A log structure on the moduli space of curves Let $M_{g, n}$ be the moduli space of curves of genus $g$ with $n$ marked points. Let $M_{g, \vec{n}}$ be the moduli space of marked curves with a choice of a (possibly zero) tangent vector at each marked point. There is a map $i:M_{g, n}\to M_{g, \vec{n}}$ (the zero section), and there is a log structure on $M_{g, \vec{n}}$ associated to the normal crossings divisor which is the complement to the locus where all specified tangent vectors are nonzero. Let $M_{g, n}^{log}$ be the pullback of this log structure on $M_{g, \vec{n}}$ to $M_{g, n}$ along $i.$ 
Question: what is $M_{g, n}^{log}$ called? Who has studied it? At one point I heard the term "log moduli space of curves with log structure" floating around, though I've never seen it explicitly defined. Is my $M_{g, n}^{log}$ the (restriction from $\bar{M}_{g,n}$ to $M_{g,n}$) of this log moduli space?
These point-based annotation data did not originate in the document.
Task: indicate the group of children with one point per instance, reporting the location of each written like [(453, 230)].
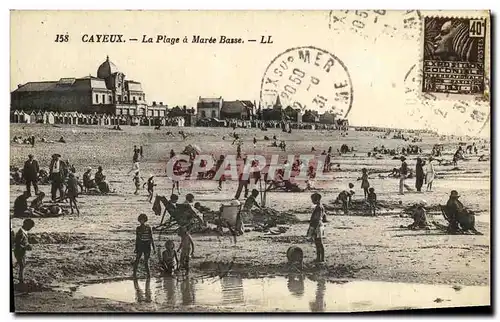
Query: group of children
[(169, 261)]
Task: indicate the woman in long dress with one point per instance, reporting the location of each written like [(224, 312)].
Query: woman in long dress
[(430, 174)]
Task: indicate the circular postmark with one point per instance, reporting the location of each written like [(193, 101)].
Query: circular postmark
[(307, 78), (444, 114)]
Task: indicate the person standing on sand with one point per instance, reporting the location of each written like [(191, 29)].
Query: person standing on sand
[(429, 176), (403, 172), (72, 192), (22, 245), (316, 227), (364, 182), (30, 174), (143, 243), (419, 173), (186, 248), (135, 160)]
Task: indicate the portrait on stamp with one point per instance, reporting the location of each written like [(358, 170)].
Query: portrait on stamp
[(454, 50)]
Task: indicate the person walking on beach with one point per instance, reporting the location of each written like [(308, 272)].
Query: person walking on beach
[(403, 172), (135, 160), (30, 174), (186, 248), (22, 245), (143, 243), (430, 173), (316, 227), (72, 192), (419, 173), (364, 182), (137, 182), (57, 176), (151, 184)]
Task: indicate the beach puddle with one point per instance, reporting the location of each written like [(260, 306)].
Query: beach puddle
[(293, 293)]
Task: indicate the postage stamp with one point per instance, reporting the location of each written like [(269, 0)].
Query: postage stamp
[(454, 55), (308, 78)]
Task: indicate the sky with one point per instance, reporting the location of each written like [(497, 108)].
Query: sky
[(377, 56)]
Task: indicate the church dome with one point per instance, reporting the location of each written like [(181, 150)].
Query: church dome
[(106, 69)]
 A: As Piotr Achinger suggested in a comment, your log moduli space is the direct product of $M_{g,n}$ with the log point $\operatorname{Spec}(\mathbb{N}^n \to \mathbb{C})$ given by the monoid map $(x_1,\ldots,x_n) \mapsto 0$.  The main reason is that the monoid $\mathbb{N}^n$ only has automorphisms given by reordering basis elements, and in this case, the basis elements are attached to marked points that have a specified order.  That is, the local system is trivial for rather elementary reasons.
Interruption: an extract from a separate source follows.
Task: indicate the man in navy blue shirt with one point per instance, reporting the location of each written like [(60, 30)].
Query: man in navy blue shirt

A: (I'm not sure this is a real answer, but it was too long for a comment)
I've never seen the log structure you consider.
By "log moduli space of (stable) log curves" usually one refers to the natural log structure on $\overline{\mathcal M}_{g,n}$ given by the boundary normal crossings divisor $\Delta=\overline{\mathcal M}_{g,n}\setminus \mathcal M_{g,n}$. It turns out that the resulting log stack $(\overline{\mathcal M}_{g,n}, \Delta)$ represents the moduli functor of families of log smooth (stable) curves (with the right genus and "marked points") over the category of log schemes (I'm omitting some words, like fine saturated). This is in the paper by F. Kato linked by Piotr, and is also explained in this survey paper http://arxiv.org/abs/1006.5870 .
Of course if you restrict this log structure to $\mathcal M_{g,n}$ you obtain the trivial one. The log structure you describe is very different, as it's "supported everywhere" (as you point out in your comment).